Quanta ironia. Exatamente quando todos deveria estar em festa comemorando o dia da protetora dos ferroviários. Coitados dos ferroviários e coitada de Santa Catarina...
Nessa data, ele chegou à estação de Caravelas/BA para realizar sua última travessia, pelas tão familiares serras baianas e mineiras, em sua velha “Chaleira” Henschel.
Na memória, imagens dos vai-e-vens de bagagens nas estações. Senhoras elegantes, em vestidos longos de chiffon, estampados com flores, equilibrando-se em escarpins de salto miúdo, puxando os filhos pelas mãos, sob o olhar dos maridos — também elegantérrimos —, com seus chapéus Ramenzoni (novinhos em folha) e ternos de linho impecáveis, bem engomados, preparando-se para embarcar numa grande aventura rumo a Minas.
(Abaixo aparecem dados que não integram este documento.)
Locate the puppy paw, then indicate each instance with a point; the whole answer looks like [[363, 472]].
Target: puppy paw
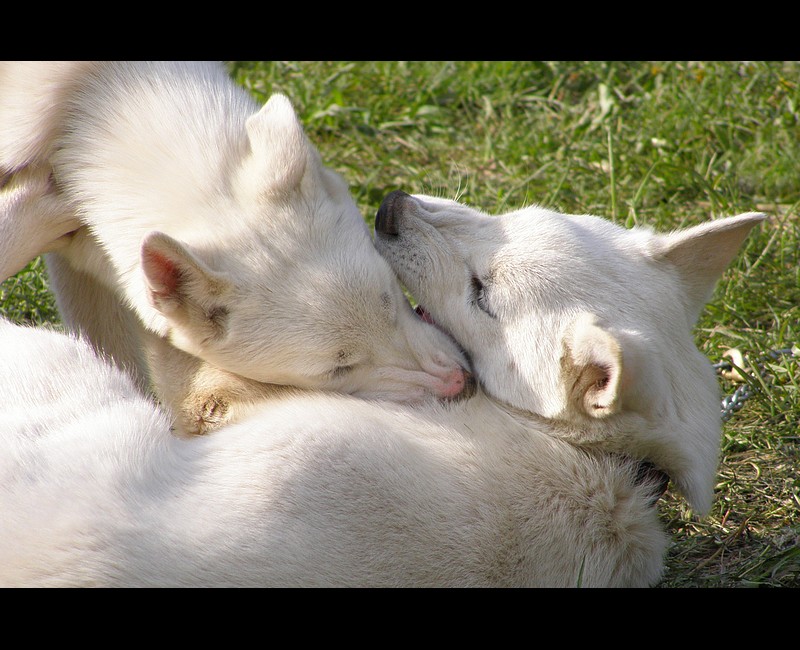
[[204, 417]]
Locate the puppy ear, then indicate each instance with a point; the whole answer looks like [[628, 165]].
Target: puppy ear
[[703, 252], [278, 148], [175, 278], [591, 368]]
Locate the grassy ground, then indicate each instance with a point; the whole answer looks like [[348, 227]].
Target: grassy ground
[[667, 144]]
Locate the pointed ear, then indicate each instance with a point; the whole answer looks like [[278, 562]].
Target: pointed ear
[[703, 252], [278, 148], [175, 278], [591, 368]]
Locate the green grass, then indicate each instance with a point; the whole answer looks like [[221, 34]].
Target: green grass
[[667, 144]]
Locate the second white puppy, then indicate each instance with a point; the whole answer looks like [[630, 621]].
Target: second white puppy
[[243, 259]]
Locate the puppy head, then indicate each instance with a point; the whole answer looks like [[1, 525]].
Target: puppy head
[[577, 320], [295, 293]]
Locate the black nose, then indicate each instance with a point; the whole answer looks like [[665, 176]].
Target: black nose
[[386, 217]]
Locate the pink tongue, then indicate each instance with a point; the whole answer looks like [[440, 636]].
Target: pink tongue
[[425, 316]]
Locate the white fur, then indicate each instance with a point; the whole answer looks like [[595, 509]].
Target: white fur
[[579, 321], [316, 489], [213, 221], [312, 489]]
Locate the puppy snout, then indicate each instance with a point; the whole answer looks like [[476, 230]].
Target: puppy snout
[[463, 386], [386, 219]]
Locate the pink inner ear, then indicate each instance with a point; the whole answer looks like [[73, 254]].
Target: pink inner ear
[[162, 273]]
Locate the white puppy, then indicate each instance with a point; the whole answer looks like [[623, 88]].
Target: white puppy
[[578, 321], [217, 254], [315, 489]]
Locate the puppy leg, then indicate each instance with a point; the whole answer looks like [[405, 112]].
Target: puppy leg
[[200, 396], [33, 219]]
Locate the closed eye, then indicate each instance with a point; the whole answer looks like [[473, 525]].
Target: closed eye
[[339, 371], [479, 296]]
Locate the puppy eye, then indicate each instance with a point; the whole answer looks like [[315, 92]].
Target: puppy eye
[[338, 371], [479, 296]]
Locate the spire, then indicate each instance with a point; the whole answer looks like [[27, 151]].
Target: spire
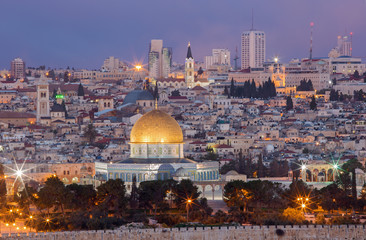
[[189, 52]]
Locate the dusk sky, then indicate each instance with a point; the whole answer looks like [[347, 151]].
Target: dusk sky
[[82, 33]]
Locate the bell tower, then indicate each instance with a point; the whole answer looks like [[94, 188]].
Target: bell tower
[[43, 99], [189, 68]]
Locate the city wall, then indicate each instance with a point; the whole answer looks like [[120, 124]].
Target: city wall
[[208, 233]]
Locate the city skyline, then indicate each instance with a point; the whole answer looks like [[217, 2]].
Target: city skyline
[[82, 35]]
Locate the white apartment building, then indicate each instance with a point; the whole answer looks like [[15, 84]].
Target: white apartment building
[[112, 64], [219, 57], [346, 65], [253, 49], [17, 68], [160, 60], [319, 80]]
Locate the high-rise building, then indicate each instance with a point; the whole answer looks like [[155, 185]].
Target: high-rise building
[[17, 68], [253, 49], [219, 57], [43, 99], [167, 62], [344, 46], [160, 60], [189, 68], [112, 64]]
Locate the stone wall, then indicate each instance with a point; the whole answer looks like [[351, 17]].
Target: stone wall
[[208, 233]]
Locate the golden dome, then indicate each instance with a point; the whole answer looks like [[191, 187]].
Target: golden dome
[[156, 127]]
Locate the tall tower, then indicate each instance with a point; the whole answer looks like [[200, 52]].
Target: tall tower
[[155, 58], [17, 68], [43, 99], [189, 68], [253, 49]]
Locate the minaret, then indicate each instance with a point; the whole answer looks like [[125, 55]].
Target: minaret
[[189, 68], [43, 98]]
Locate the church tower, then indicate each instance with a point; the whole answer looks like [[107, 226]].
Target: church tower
[[43, 99], [189, 68]]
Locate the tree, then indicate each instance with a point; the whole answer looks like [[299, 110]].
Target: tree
[[26, 197], [274, 168], [111, 196], [226, 91], [66, 76], [82, 196], [81, 90], [350, 166], [54, 194], [200, 71], [313, 104], [334, 96], [295, 167], [305, 85], [184, 191], [134, 194], [241, 161], [334, 81], [289, 103], [261, 167], [90, 133]]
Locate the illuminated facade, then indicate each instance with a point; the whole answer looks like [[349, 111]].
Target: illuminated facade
[[189, 68], [253, 49], [43, 99]]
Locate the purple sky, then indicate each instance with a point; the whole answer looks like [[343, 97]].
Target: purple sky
[[82, 33]]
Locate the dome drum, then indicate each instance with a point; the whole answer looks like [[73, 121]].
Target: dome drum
[[156, 150], [156, 126]]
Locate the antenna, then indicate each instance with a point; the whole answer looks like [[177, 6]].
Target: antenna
[[311, 40]]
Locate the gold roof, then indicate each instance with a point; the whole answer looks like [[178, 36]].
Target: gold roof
[[156, 127]]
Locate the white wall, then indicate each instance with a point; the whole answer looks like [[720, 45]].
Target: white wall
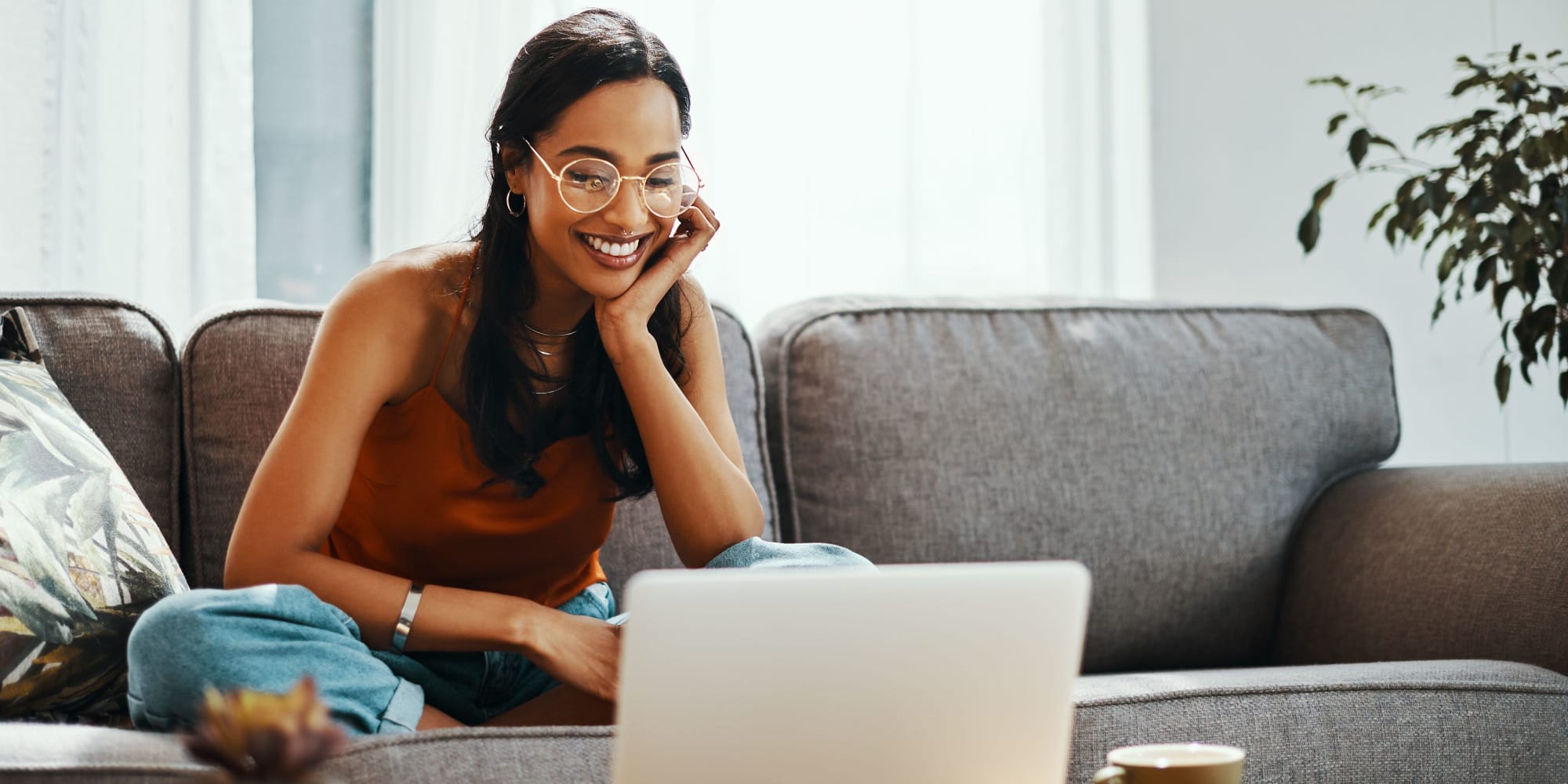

Os alto-falantes da estação saudavam os que chegavam, desejavam boa viagem aos que partiam e, principalmente, anunciavam recados de mães desesperadas em busca dos filhos que se perdiam na multidão ou dentro dos vagões. Felizmente, os pequenos sempre eram localizados e entregues a elas — que, a cada abraço do reencontro, aplicavam nos pimpolhos um puxão de orelhas e uma palmada na bundinha.
E, entre uma e outra mensagem, o vozeirão de Orlando Silva: “Meu coração, não sei por que, bate feliz quando te vê…”
Nesses dias, a população da cidade parecia marcar encontro na estação.
Os cidadãos de Caravelas — como em todas as paradas de Seu Abelardo — decretavam feriado.
Dia de viagem para quem partia, de despedida para quem ficava e, para o resto da população, simplesmente o dia de ver o trem.
E, claro, aproveitavam a elegância para fazer o registro no lambe-lambe — feliz com a fila que se formava para as fotos.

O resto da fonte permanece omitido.